New clauses for errors, omissions, misrepresentations, claims and liability

  • The entire agreement clause in that case was widely drafted. There were, however, no specific use of the words – ‘misrepresentations’, ‘errors’ or ‘omissions’ in the clause or as separate subjects in other parts of the agreement.
  • A person or company may have viewed facts, information, data and material which may or may not have affected their decision to enter into an agreement. You need to specifically exclude reliance on each specific matter such as marketing reports, asset lists, accounts, research material or profit forecasts. So that such sources are specifically agreed as excluded from any future claim for liability in the contract.
  • So an entire agreement clause will have an impact not only on the past but the future. If something is considered significant then it should be put in a clause in the contract. If a contract is based on projected income or royalties then targets should be set that must be achieved in the agreement and clauses which allow you to terminate the contract or be compensated if they are not fulfilled.
  • You may also want to add new clauses that clarify the consequences of any mistakes or errors or omissions and whether there can be a claim by either party.
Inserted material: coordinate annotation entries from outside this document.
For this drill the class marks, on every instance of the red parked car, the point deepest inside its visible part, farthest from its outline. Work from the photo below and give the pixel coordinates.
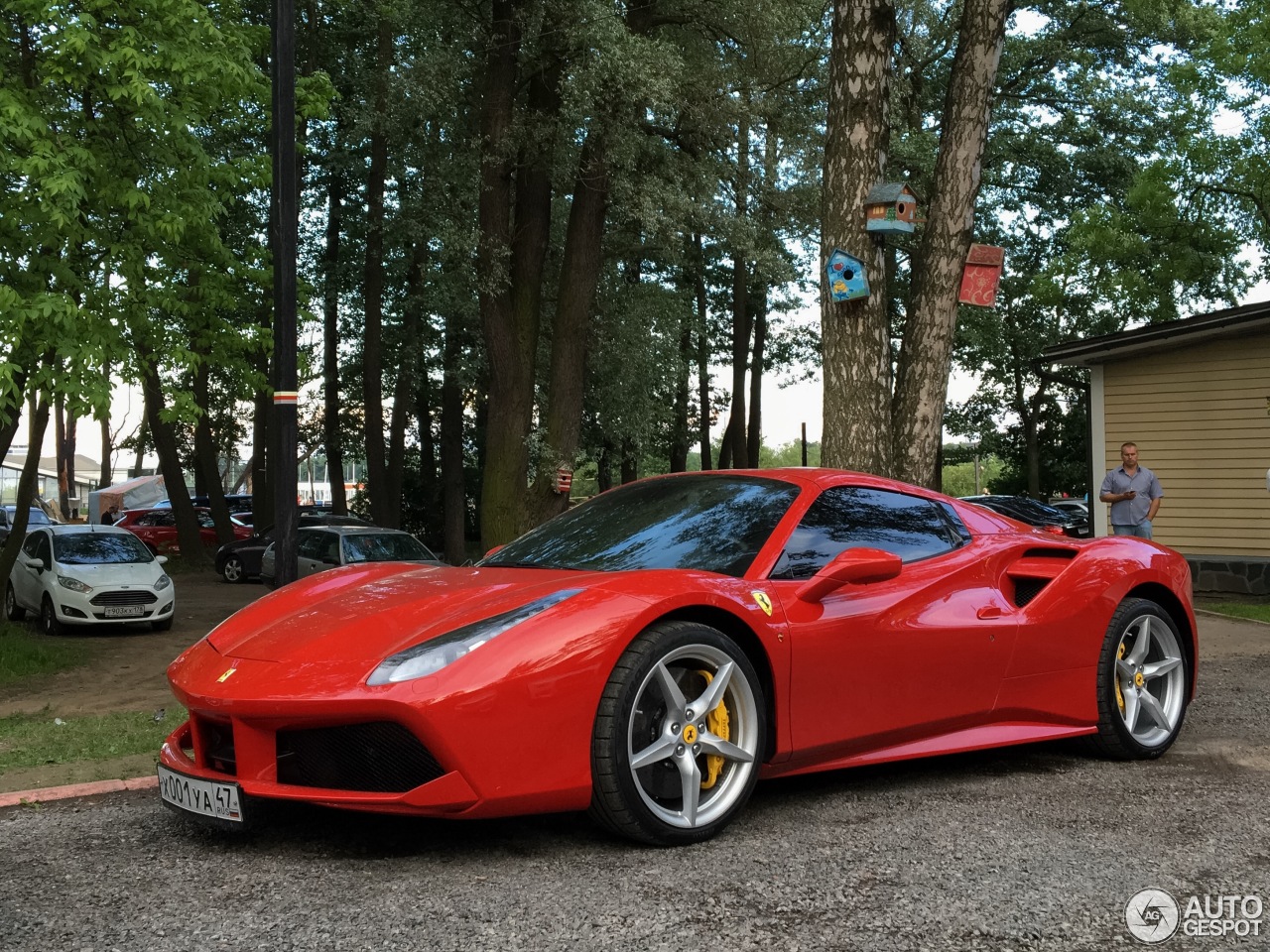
(158, 529)
(654, 652)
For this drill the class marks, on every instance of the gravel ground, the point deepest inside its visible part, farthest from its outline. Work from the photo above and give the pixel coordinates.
(1029, 848)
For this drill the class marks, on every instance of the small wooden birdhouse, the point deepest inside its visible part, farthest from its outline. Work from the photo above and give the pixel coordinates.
(846, 276)
(890, 207)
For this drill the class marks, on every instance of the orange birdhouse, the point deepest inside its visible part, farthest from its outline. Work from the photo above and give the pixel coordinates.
(890, 207)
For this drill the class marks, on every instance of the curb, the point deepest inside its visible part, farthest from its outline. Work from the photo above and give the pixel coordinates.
(75, 789)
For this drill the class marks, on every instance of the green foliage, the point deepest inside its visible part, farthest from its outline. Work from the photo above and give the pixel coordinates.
(24, 654)
(39, 739)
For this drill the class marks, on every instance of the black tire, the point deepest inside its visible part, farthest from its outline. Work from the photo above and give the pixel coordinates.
(49, 622)
(12, 610)
(711, 756)
(234, 570)
(1143, 683)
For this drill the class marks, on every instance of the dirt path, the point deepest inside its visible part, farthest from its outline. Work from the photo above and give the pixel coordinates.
(126, 667)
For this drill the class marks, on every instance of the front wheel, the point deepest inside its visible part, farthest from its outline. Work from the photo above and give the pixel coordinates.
(1143, 683)
(49, 622)
(12, 610)
(679, 737)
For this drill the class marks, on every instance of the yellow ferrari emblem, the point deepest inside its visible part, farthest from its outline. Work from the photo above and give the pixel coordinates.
(763, 602)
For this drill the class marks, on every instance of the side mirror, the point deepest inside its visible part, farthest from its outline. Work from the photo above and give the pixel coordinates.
(853, 565)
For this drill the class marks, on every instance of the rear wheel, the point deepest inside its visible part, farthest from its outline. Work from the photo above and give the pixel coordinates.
(232, 570)
(12, 610)
(1143, 683)
(49, 622)
(679, 737)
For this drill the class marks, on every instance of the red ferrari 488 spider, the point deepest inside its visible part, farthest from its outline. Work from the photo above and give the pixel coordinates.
(653, 653)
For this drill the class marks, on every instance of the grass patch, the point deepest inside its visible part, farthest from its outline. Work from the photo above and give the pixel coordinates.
(26, 654)
(1256, 611)
(40, 739)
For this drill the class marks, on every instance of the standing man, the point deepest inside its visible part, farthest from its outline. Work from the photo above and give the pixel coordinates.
(1133, 493)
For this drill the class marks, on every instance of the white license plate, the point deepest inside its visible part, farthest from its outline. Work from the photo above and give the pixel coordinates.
(125, 611)
(221, 801)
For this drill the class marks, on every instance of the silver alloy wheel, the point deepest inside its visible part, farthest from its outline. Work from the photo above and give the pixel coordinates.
(672, 737)
(232, 570)
(1151, 680)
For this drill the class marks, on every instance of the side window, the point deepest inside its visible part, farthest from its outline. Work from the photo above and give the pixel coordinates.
(31, 544)
(853, 517)
(310, 544)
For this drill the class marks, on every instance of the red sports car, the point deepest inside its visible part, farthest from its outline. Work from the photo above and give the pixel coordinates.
(158, 529)
(653, 653)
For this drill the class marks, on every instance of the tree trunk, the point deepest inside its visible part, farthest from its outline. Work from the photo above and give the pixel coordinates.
(331, 436)
(734, 438)
(453, 499)
(511, 296)
(36, 426)
(856, 334)
(702, 318)
(925, 358)
(579, 276)
(204, 460)
(372, 348)
(189, 535)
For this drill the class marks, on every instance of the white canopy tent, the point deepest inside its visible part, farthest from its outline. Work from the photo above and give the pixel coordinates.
(140, 493)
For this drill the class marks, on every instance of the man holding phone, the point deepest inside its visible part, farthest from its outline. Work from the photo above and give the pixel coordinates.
(1133, 493)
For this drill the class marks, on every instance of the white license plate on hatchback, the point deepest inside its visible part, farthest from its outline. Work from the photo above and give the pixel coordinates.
(220, 801)
(125, 611)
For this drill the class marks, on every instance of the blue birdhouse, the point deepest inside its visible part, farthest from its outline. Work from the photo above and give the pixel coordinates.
(890, 207)
(846, 276)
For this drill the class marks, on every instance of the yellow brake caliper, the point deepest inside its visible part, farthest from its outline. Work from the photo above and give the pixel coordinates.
(1119, 697)
(720, 725)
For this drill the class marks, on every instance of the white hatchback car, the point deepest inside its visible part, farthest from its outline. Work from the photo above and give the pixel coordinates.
(73, 575)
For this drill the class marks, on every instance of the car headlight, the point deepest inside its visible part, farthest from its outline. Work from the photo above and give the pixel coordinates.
(432, 655)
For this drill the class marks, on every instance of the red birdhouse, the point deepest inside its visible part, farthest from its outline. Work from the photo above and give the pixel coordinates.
(982, 276)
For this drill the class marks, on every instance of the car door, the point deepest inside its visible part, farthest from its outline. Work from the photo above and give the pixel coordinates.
(314, 551)
(883, 662)
(28, 583)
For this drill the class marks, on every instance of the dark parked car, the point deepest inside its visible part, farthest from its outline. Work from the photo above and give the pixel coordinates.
(1035, 513)
(240, 560)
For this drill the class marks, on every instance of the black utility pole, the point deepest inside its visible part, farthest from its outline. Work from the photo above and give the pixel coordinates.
(285, 239)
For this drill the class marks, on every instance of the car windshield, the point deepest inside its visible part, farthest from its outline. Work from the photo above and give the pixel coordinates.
(714, 524)
(385, 547)
(96, 547)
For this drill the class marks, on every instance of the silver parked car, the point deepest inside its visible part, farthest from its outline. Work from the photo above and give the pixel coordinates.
(330, 546)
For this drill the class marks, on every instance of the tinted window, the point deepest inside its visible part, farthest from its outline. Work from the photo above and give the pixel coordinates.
(316, 544)
(852, 517)
(386, 547)
(716, 524)
(93, 547)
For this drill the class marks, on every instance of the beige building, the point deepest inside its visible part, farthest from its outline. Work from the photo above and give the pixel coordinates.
(1194, 395)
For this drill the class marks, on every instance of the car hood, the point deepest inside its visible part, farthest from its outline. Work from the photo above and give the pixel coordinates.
(373, 610)
(98, 574)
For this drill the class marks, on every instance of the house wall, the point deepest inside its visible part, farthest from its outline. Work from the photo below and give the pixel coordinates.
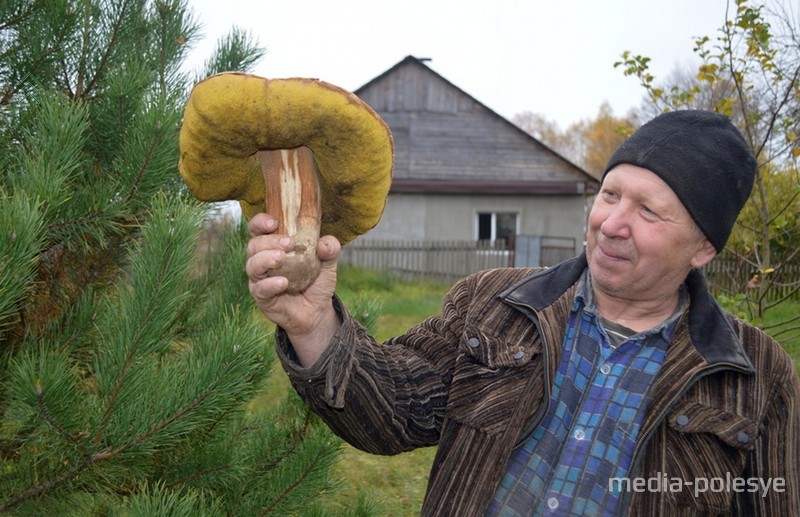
(454, 217)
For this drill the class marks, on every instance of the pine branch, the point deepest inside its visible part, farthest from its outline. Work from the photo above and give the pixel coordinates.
(51, 421)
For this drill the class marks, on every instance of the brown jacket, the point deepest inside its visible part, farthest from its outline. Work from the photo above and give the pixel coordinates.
(724, 411)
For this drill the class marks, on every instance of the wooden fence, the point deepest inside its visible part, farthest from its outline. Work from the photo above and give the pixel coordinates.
(450, 260)
(445, 260)
(728, 274)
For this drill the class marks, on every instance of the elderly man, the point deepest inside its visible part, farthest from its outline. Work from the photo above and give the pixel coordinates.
(610, 384)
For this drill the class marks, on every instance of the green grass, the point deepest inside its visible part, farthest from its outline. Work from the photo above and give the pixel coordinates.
(388, 307)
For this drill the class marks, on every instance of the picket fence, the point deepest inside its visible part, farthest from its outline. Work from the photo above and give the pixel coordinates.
(450, 260)
(445, 260)
(729, 274)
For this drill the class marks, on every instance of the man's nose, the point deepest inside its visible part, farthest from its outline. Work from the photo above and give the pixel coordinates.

As well as to review or add disclaimer or limitation of liability clauses.
  • The intention of the parties is expressed by the language in the contract. So you need to provide as much detail as possible in the agreement to foresee potential problems or to ensure that promises are performed.
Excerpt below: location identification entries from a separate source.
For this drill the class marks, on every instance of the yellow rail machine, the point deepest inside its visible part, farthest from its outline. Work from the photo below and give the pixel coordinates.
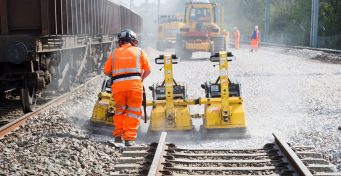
(170, 112)
(223, 103)
(105, 106)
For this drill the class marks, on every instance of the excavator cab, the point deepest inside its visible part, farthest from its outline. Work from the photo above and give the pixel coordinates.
(200, 31)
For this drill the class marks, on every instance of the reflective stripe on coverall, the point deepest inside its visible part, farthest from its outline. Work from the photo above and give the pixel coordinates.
(127, 91)
(255, 39)
(236, 39)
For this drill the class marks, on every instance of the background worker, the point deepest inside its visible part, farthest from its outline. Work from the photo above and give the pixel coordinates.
(236, 38)
(255, 39)
(128, 66)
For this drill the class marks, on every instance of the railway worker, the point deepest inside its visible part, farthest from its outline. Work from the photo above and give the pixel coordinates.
(236, 38)
(255, 39)
(128, 66)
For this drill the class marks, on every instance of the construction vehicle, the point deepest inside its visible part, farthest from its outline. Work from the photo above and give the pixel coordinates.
(171, 109)
(169, 26)
(200, 30)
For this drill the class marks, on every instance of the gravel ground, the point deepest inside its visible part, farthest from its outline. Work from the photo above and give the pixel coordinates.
(287, 92)
(51, 143)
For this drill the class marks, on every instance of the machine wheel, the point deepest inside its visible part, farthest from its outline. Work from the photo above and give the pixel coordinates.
(219, 44)
(28, 100)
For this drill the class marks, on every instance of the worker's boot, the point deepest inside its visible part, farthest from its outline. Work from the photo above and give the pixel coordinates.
(129, 143)
(118, 140)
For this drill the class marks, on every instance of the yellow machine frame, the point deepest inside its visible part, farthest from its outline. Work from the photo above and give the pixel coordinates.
(166, 115)
(174, 114)
(190, 26)
(224, 112)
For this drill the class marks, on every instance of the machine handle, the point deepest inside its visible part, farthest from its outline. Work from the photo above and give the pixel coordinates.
(160, 59)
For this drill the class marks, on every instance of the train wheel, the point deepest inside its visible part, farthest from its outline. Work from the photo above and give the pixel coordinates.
(28, 100)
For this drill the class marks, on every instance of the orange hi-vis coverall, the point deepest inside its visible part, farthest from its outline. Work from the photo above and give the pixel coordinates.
(255, 39)
(126, 65)
(236, 39)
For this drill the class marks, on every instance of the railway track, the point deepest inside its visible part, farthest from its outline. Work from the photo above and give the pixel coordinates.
(277, 158)
(12, 116)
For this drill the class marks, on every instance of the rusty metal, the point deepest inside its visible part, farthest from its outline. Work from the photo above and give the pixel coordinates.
(20, 121)
(156, 165)
(294, 160)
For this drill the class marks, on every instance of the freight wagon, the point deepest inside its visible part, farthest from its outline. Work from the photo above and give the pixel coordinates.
(52, 43)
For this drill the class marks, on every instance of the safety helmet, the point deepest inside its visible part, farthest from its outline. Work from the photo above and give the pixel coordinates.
(128, 35)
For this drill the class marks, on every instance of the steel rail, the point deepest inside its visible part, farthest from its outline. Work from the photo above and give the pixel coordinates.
(160, 151)
(294, 160)
(6, 129)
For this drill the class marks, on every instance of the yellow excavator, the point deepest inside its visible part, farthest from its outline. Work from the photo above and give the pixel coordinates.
(169, 27)
(223, 103)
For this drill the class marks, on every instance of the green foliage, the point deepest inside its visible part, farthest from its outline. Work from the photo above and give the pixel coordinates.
(290, 20)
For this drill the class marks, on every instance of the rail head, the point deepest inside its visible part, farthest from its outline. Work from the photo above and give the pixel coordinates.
(292, 157)
(155, 166)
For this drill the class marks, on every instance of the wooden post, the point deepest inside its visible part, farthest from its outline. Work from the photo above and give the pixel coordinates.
(4, 17)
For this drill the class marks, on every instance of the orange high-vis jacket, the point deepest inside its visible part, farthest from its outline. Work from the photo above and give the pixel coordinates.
(237, 35)
(126, 60)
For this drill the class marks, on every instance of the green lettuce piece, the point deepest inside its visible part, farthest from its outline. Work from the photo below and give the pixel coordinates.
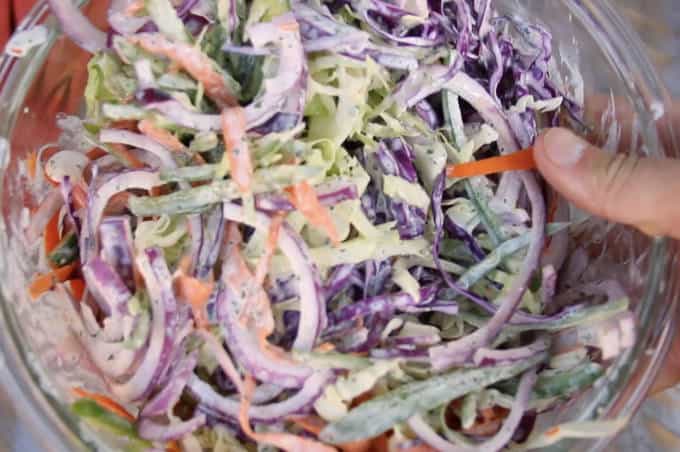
(266, 10)
(106, 83)
(164, 15)
(401, 190)
(333, 403)
(381, 413)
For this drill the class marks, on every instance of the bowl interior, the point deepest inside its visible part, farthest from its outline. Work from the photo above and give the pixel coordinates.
(599, 62)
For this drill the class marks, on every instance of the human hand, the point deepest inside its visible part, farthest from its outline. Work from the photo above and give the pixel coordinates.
(625, 188)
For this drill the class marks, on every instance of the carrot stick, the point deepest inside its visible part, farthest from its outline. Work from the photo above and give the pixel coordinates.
(51, 235)
(96, 153)
(305, 199)
(196, 293)
(161, 136)
(172, 446)
(79, 196)
(104, 402)
(77, 287)
(32, 163)
(520, 160)
(125, 156)
(314, 424)
(47, 281)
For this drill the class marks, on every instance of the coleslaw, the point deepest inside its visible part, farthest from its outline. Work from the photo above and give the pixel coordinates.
(315, 226)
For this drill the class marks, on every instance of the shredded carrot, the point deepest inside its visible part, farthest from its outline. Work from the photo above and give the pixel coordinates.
(285, 441)
(32, 163)
(124, 155)
(118, 203)
(256, 310)
(77, 287)
(134, 7)
(51, 235)
(96, 153)
(104, 402)
(520, 160)
(553, 431)
(270, 248)
(193, 61)
(46, 282)
(240, 163)
(79, 196)
(304, 198)
(325, 347)
(314, 424)
(125, 124)
(161, 136)
(196, 293)
(290, 26)
(418, 448)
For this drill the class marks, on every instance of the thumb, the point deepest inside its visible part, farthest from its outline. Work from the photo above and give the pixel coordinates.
(625, 188)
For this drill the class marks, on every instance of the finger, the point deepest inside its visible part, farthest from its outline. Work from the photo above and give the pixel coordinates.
(641, 192)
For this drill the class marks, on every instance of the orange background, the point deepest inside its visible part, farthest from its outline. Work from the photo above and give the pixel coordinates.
(11, 13)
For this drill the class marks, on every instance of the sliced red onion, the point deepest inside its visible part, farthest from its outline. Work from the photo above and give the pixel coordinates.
(498, 442)
(98, 200)
(460, 233)
(438, 219)
(247, 350)
(178, 113)
(321, 31)
(46, 210)
(425, 112)
(329, 194)
(312, 303)
(339, 280)
(163, 327)
(414, 341)
(476, 95)
(227, 407)
(285, 92)
(493, 357)
(169, 395)
(115, 234)
(67, 193)
(245, 50)
(556, 252)
(422, 83)
(144, 73)
(412, 355)
(369, 11)
(610, 336)
(122, 22)
(154, 431)
(78, 27)
(548, 284)
(223, 359)
(138, 141)
(210, 243)
(185, 8)
(105, 285)
(381, 304)
(461, 350)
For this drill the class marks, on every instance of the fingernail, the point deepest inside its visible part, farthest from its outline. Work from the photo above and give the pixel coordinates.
(563, 148)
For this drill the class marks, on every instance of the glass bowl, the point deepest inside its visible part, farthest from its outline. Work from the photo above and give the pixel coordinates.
(588, 35)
  • An entire agreement clause cannot therefore of itself stop a claim in misrepresentation. In order to exclude liability for misrepresentation or breach of contract then additional clauses are needed which relate very specifically to what has been promised or disclosed. You cannot exclude liability for personal injury or death, but there is no prohibition on arranging insurance cover.
  • A distinction was made in that case between ‘matters which have been agreed’ and ‘misrepresentations which may be innocent, negligent or fraudulent’. Where these misrepresentations have been relied upon and acted as an inducement then there may be a right to rescind the agreement or to make a claim in tort for the losses incurred.
  • Another clause in the share purchase agreement in that case relating to the preservation of rights and remedies was in fact used to make the point that other claims may be allowed or intended.
  • The court would not rely on words not set out in the agreement. There was no evidence in the agreement that misrepresentations, errors or omissions were excluded from a future claim for liability.
  • The use of the words ‘extinguishes’ and ‘supersedes’ in the entire agreement clause were interpreted as relating to previous agreements or terms only.